У Фроськи в затенку под кустом стоял туесок с ключевой водой, она напоила летчицу, плеснула в лицо, и та сразу взбодрилась, попробовала подняться на ноги. Вдвоем, в обнимку, они поплелись к аэроплану. Летчица отплевывала кровь, ругалась на чем свет стоит, корила себя: зачем согласилась лететь на непроверенной после ремонта машине?
— Да будет тебе! — сказала ей Фроська. — Живая осталась и радуйся. Возблагодари всевышнего во спасении своем. А судьбу не ругай — она у тебя счастливая.
— Ты что, верующая?
— Все мы под богом ходим, — уклонилась Фроська. — И в чего-нибудь верим: не в бога, так в себя.
— Кержачка, наверно?
— Кержачка. Бетонщицей на плотине работаю.
— Интересно…
Они едва успели добраться к поломанной машине, как галдящая толпа сенокосников заполонила Фроськииу делянку.
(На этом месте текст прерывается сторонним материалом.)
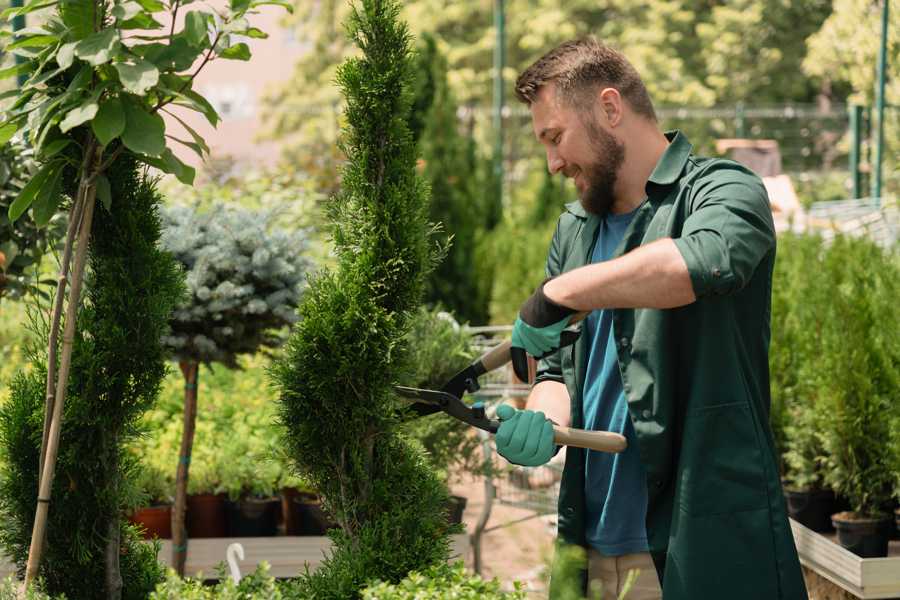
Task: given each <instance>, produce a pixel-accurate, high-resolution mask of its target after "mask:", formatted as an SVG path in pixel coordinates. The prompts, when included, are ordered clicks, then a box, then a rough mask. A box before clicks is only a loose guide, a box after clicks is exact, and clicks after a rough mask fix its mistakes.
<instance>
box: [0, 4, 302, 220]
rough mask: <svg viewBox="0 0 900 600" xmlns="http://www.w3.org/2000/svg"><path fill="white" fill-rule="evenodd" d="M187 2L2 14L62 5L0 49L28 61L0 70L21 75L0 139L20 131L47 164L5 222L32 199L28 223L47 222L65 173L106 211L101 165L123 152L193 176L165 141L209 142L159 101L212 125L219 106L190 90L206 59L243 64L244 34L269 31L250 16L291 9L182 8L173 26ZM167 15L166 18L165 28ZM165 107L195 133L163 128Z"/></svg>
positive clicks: (199, 151) (6, 9) (212, 124)
mask: <svg viewBox="0 0 900 600" xmlns="http://www.w3.org/2000/svg"><path fill="white" fill-rule="evenodd" d="M190 4H193V1H192V0H101V1H98V2H84V1H82V0H30V1H29V2H27V3H26V4H25V5H24V6H21V7H11V8H8V9H6V10H5V11H3V12H2V13H0V19H9V20H12V19H14V18H16V17H17V16H21V15H26V14H29V13H32V12H35V11H37V10H40V9H45V8H48V7H55V8H56V9H57V10H56V14H55V15H52V16H50V17H49V18H47V19H46V20H44V21H43V22H42V23H40V24H39V25H34V26H32V27H27V28H25V29H22V30H19V31H18V32H16V33H15V35H13V34H10V33H9V32H4V37H7V38H8V39H7V42H6V44H5V46H4V50H5V51H6V52H9V53H11V54H14V55H16V56H17V57H21V59H23V62H21V63H20V64H16V65H15V66H13V67H9V68H7V69H3V70H0V78H6V77H13V76H19V75H24V76H26V80H25V83H24V84H23V85H22V86H21V87H19V88H17V89H14V90H10V91H9V92H6V93H4V94H2V95H0V99H9V100H11V103H10V105H9V106H8V107H7V109H6V111H5V114H4V115H3V121H2V123H0V144H5V143H6V142H7V141H8V140H9V139H10V138H12V137H13V136H14V135H16V134H17V133H18V134H20V135H23V136H25V137H26V138H27V139H28V141H29V143H30V144H31V146H33V147H34V150H35V153H36V155H37V157H38V159H39V160H40V161H41V163H42V166H41V168H40V170H38V172H37V173H36V174H35V175H34V177H33V178H32V179H31V181H30V182H29V183H28V184H27V185H26V186H25V187H24V188H23V189H22V191H21V193H20V194H19V195H18V197H17V198H16V200H15V201H14V202H13V203H12V204H11V205H10V207H9V210H8V214H9V218H10V220H12V221H15V220H16V219H18V218H19V217H20V216H21V215H22V214H23V213H24V212H25V211H26V210H27V209H28V208H29V207H32V209H33V215H34V218H35V221H36V222H37V223H38V224H39V225H43V224H46V220H47V219H48V218H49V215H52V214H53V213H54V212H55V209H56V207H57V206H58V204H59V202H60V196H61V191H62V189H63V183H64V180H65V179H66V178H67V175H66V172H67V170H68V169H73V170H75V171H76V172H77V173H78V175H79V178H80V179H81V180H83V181H89V182H90V183H91V184H95V185H97V189H98V195H99V197H100V198H101V200H102V201H103V202H104V204H105V205H106V206H107V208H108V207H109V203H110V202H111V200H112V196H111V195H110V193H109V182H108V180H107V179H106V178H105V175H104V171H105V170H106V168H107V167H108V166H109V165H110V164H111V163H112V162H113V161H114V160H115V157H116V156H117V155H118V154H119V153H121V152H122V151H123V150H126V149H127V150H128V151H129V152H131V153H132V154H133V155H135V156H137V157H138V159H139V160H141V161H142V162H144V163H146V164H148V165H150V166H153V167H156V168H158V169H160V170H162V171H164V172H166V173H171V174H173V175H175V176H176V177H178V179H180V180H182V181H185V182H187V183H190V182H191V181H193V178H194V169H193V168H192V167H189V166H187V165H185V164H184V163H183V162H182V161H181V160H180V159H178V158H177V157H176V156H175V154H174V153H173V152H172V150H171V149H170V148H169V147H168V140H167V138H169V139H171V140H173V141H175V142H178V143H180V144H182V145H183V146H185V147H187V148H189V149H190V150H192V151H194V152H196V153H197V154H199V155H202V154H204V153H208V151H209V148H208V147H207V146H206V143H205V142H204V140H203V138H202V137H201V136H200V135H198V134H197V132H196V131H194V130H193V129H192V128H191V127H190V126H188V125H187V124H185V123H184V122H183V121H182V120H181V119H180V118H179V117H178V116H177V115H175V114H174V113H171V112H169V111H168V110H167V108H166V107H181V108H184V109H187V110H192V111H195V112H198V113H200V114H202V115H203V116H204V117H205V118H206V119H207V121H209V123H210V124H212V125H213V126H215V125H216V124H217V123H218V120H219V116H218V114H217V113H216V111H215V109H214V108H213V107H212V105H211V104H210V103H209V102H208V101H207V100H206V99H205V98H204V97H203V96H202V95H200V94H199V93H198V92H197V91H196V90H194V89H193V84H194V78H195V77H196V75H197V73H198V72H199V71H200V69H202V68H203V67H204V66H205V65H206V64H207V63H208V62H210V61H211V60H216V59H230V60H249V58H250V50H249V47H248V46H247V44H246V43H245V42H243V41H239V39H241V38H248V37H249V38H258V37H265V36H266V34H265V33H263V32H262V31H260V30H259V29H257V28H255V27H252V26H250V24H249V21H248V19H247V16H248V15H251V14H253V13H255V12H256V10H255V9H257V8H258V7H259V6H261V5H264V4H279V5H282V6H285V7H288V8H289V5H288V4H287V3H286V2H284V1H283V0H231V1H230V2H229V3H228V4H227V6H226V7H225V8H223V9H209V8H207V7H204V9H195V10H188V11H187V12H186V13H185V14H184V18H183V23H184V24H183V26H182V28H181V30H180V31H177V32H176V31H175V27H174V23H175V21H176V17H177V16H178V12H179V10H180V9H182V8H185V7H186V6H188V5H190ZM161 21H162V22H161ZM163 22H171V23H173V25H172V26H171V27H170V28H169V29H168V31H166V27H165V26H164V24H163ZM196 63H199V66H197V67H196V68H194V65H195V64H196ZM162 112H168V114H170V115H171V116H172V117H173V118H174V119H176V120H178V121H179V122H180V123H181V124H182V126H183V127H184V128H185V130H186V131H187V132H188V133H189V134H190V139H188V140H183V139H179V138H175V137H173V136H171V135H167V134H166V126H165V121H164V120H163V118H162V114H161V113H162ZM94 145H97V146H99V147H100V152H99V156H102V155H103V153H104V152H105V153H106V159H105V162H100V161H96V163H95V164H91V163H92V162H93V156H94V154H93V152H92V151H90V149H91V148H92V147H93V146H94ZM86 159H87V160H86Z"/></svg>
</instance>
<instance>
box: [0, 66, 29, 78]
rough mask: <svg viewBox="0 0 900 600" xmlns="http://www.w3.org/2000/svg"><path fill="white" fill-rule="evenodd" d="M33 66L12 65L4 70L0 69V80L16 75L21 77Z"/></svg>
mask: <svg viewBox="0 0 900 600" xmlns="http://www.w3.org/2000/svg"><path fill="white" fill-rule="evenodd" d="M34 66H35V65H33V64H31V63H21V64H18V65H13V66H11V67H7V68H5V69H0V79H6V78H7V77H14V76H16V75H21V74H23V73H28V72H29V71H31V70H32V69H34Z"/></svg>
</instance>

Всем надо было непременно прощупать крылья, подержать за колеса, притронуться к горячему мотору. Парни разочарованно кривились: думали железная, а она из деревяшек, смоляными тряпками обтянута. Да и за рулем-то баба оказалась…
Летчица подергала за расщепленный пропеллер, и ей сделалось худо: ойкнула, обвисла на Фроськиных руках. Положили ее в телегу на сено, и Фроська бесцеремонно согнала с передка возчика.
— Сама повезу в больницу. А вдруг по дороге с ней женские надобности приключатся? Нешто сподручно мужику? Слазь!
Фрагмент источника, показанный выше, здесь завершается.